Another aspect of Tuesday’s downhill training that received extra attention were the jumps. The skiers went airborne for longer than expected, and one racer even complained to event officials after the training session that the jumps were too big.
“Beaver Creek is full-on,” Sullivan said. “There are multiple jumps where you are flying over 100 hundred feet. You have to definitely be on the front of your boots, charging, looking for speed, and have your full concentration.”
Fifteen American skiers took on the Birds of Prey course during Tuesday’s downhill training. It was clear the red, white and blue clad bunch had a little extra hop in their step. Birds of Prey is the only World Cup race on American snow.

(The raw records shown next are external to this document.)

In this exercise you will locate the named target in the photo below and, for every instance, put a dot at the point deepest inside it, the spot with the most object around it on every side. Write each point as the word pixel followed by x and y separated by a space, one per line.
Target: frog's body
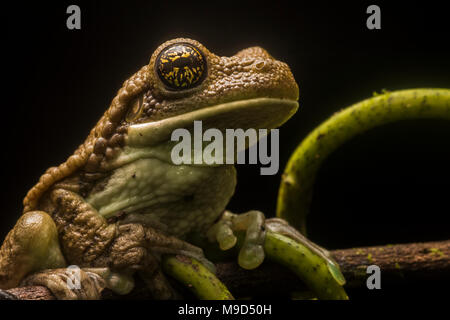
pixel 119 201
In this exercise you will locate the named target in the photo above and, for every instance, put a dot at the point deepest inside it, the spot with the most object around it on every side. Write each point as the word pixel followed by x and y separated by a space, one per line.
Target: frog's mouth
pixel 257 113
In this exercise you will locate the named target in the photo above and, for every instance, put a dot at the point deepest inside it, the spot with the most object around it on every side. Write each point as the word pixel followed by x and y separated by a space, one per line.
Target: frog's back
pixel 104 129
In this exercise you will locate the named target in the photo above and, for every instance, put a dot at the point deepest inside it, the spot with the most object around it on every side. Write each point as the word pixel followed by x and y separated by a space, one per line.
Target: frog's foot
pixel 133 236
pixel 280 226
pixel 68 283
pixel 251 254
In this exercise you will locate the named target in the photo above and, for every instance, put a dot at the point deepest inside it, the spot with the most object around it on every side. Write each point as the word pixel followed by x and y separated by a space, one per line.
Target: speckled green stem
pixel 312 269
pixel 296 187
pixel 191 273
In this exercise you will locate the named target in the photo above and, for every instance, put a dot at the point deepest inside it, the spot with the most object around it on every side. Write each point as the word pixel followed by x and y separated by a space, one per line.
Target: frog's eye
pixel 136 109
pixel 181 66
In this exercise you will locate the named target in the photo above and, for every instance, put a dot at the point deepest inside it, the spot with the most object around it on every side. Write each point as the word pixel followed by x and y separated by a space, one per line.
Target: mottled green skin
pixel 118 202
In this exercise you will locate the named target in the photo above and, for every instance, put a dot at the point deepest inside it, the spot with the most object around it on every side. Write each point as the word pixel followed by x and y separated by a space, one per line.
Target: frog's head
pixel 183 82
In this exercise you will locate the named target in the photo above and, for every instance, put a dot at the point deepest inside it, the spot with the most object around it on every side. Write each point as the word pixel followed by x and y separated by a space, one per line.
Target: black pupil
pixel 181 66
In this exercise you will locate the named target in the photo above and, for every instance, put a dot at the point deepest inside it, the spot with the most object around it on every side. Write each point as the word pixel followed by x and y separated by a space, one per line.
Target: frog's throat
pixel 258 113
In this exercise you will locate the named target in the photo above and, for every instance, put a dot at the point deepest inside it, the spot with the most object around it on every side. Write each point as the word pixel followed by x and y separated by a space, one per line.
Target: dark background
pixel 390 185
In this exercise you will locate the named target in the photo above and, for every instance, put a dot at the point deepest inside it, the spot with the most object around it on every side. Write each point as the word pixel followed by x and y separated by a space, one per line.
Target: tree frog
pixel 119 203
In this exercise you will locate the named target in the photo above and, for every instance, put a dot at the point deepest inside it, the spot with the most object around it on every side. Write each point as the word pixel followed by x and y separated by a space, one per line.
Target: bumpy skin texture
pixel 116 205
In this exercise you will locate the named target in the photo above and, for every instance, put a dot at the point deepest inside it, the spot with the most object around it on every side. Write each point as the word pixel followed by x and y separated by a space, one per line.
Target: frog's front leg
pixel 31 255
pixel 251 254
pixel 255 226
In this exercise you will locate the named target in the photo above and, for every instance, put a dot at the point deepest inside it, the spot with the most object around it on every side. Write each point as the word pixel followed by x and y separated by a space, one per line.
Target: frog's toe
pixel 251 254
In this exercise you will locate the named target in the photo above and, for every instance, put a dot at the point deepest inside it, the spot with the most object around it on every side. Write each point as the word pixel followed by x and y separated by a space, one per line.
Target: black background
pixel 390 185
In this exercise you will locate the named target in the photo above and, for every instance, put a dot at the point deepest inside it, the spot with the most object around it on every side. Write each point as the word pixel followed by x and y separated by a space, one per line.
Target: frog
pixel 119 203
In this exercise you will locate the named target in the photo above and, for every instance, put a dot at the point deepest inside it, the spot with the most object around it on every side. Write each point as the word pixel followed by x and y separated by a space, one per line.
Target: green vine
pixel 297 182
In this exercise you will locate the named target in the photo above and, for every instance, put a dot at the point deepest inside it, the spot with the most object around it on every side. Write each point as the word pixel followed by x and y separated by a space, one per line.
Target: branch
pixel 411 262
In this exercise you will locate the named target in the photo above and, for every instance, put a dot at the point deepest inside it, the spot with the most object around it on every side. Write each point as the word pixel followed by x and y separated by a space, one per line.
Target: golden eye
pixel 181 66
pixel 136 109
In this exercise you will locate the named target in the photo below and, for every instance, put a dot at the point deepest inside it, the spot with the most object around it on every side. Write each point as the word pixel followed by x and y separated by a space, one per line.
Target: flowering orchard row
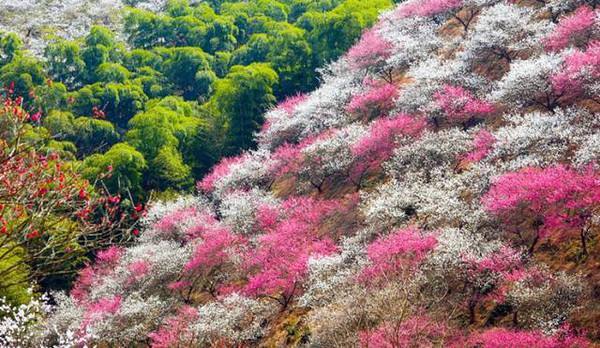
pixel 424 195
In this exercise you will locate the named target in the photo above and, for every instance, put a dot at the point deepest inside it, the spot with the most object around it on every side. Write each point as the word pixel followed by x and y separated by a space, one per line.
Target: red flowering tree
pixel 49 215
pixel 379 143
pixel 554 201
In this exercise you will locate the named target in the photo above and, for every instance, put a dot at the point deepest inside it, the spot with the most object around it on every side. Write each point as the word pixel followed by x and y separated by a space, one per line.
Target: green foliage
pixel 244 95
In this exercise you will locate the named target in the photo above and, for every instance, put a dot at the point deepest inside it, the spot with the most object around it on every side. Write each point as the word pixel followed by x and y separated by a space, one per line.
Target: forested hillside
pixel 179 87
pixel 439 188
pixel 108 104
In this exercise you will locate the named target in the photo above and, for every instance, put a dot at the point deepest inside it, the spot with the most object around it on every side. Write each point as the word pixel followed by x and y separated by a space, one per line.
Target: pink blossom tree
pixel 550 201
pixel 575 29
pixel 580 74
pixel 211 262
pixel 106 260
pixel 505 338
pixel 415 331
pixel 482 145
pixel 279 263
pixel 460 106
pixel 397 253
pixel 371 53
pixel 378 144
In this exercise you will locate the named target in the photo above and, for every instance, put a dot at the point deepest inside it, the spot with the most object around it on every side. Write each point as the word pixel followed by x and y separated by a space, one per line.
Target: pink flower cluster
pixel 580 69
pixel 370 50
pixel 379 143
pixel 505 338
pixel 281 259
pixel 377 101
pixel 427 8
pixel 561 197
pixel 482 145
pixel 88 276
pixel 402 250
pixel 574 29
pixel 459 105
pixel 175 329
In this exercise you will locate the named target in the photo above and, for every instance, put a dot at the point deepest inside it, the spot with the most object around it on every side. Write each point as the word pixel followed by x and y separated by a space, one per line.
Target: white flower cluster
pixel 329 157
pixel 67 19
pixel 235 318
pixel 429 76
pixel 252 171
pixel 16 321
pixel 323 109
pixel 534 139
pixel 330 276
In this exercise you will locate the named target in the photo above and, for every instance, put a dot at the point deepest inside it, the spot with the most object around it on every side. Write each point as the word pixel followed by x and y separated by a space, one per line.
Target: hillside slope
pixel 36 20
pixel 440 188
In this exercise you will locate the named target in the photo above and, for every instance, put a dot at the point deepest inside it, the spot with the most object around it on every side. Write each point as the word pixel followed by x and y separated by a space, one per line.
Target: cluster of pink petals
pixel 416 331
pixel 377 101
pixel 459 105
pixel 207 184
pixel 482 145
pixel 560 196
pixel 576 27
pixel 580 68
pixel 505 338
pixel 370 50
pixel 380 141
pixel 427 8
pixel 401 250
pixel 288 106
pixel 175 329
pixel 99 309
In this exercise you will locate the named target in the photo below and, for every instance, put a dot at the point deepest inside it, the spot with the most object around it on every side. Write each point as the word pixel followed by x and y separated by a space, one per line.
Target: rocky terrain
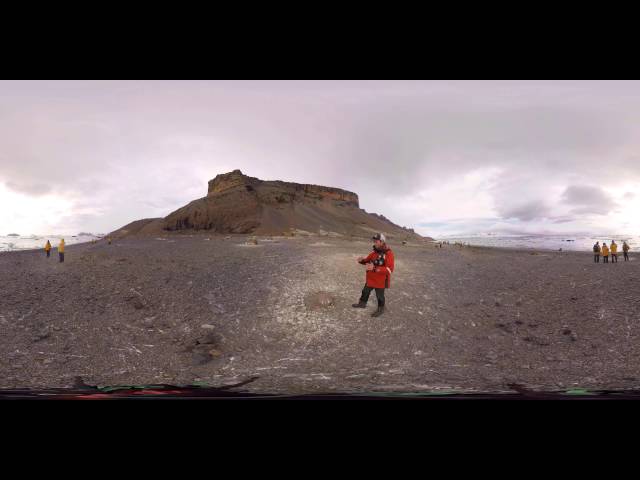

The Americans aren’t just excited to be in Beaver Creek. They are looking to be on the medal stand.
“It’s one of the top three races Americans want to win,” Sullivan said. “The whole team prepares for this.”
“There is always a good crowd that comes out here ever year,” Ligety added. “That’s always a lot more fun. It definitely motivates you more when there is a crowd out here with an American bias.”
Team Canada gets ready
It’s hard to blame team Canada from looking ahead just a little bit. In only 14 short months, Vancouver, British Columbia, will host the 2010 Winter Olympics. Eric Guay is excited for the event, but he is doing his best to stay focused on the next task.
“We want, for sure, to keep progressing toward the Olympics, but I’m just trying to keep that out of my mind now, work on the things at hand,” Guay said. “Obviously, I’ve got this run down. I’m working on the little things I talked about just now, and try to be competitive on race day. Hopefully, if I do that every training, I’ll be ready on race day and then the Olympics.”
Winter weather approaches
Balmy weather greeted the skiers for Tuesday’s downhill training, but race officials warned team captains of a snowstorm predicted to hit the area with as much as five inches of snow overnight. More snow flurries are expected throughout the day on Wednesday, with the possibility of canceling today’s training at 11 a.m. if the course isn’t in race condition.
Bode Miller, notoriously fickle with the media, spent a good 5-10 minutes speaking with about a dozen reporters after his training run. The crowd surrounding Miller continued to push toward a security fence to hear him speak, nearly crushing one poor reporter trapped in the center of the commotion.
When Miller left the media area, one reporter guessed it was the most time he’s spent talking to the media in more than three years.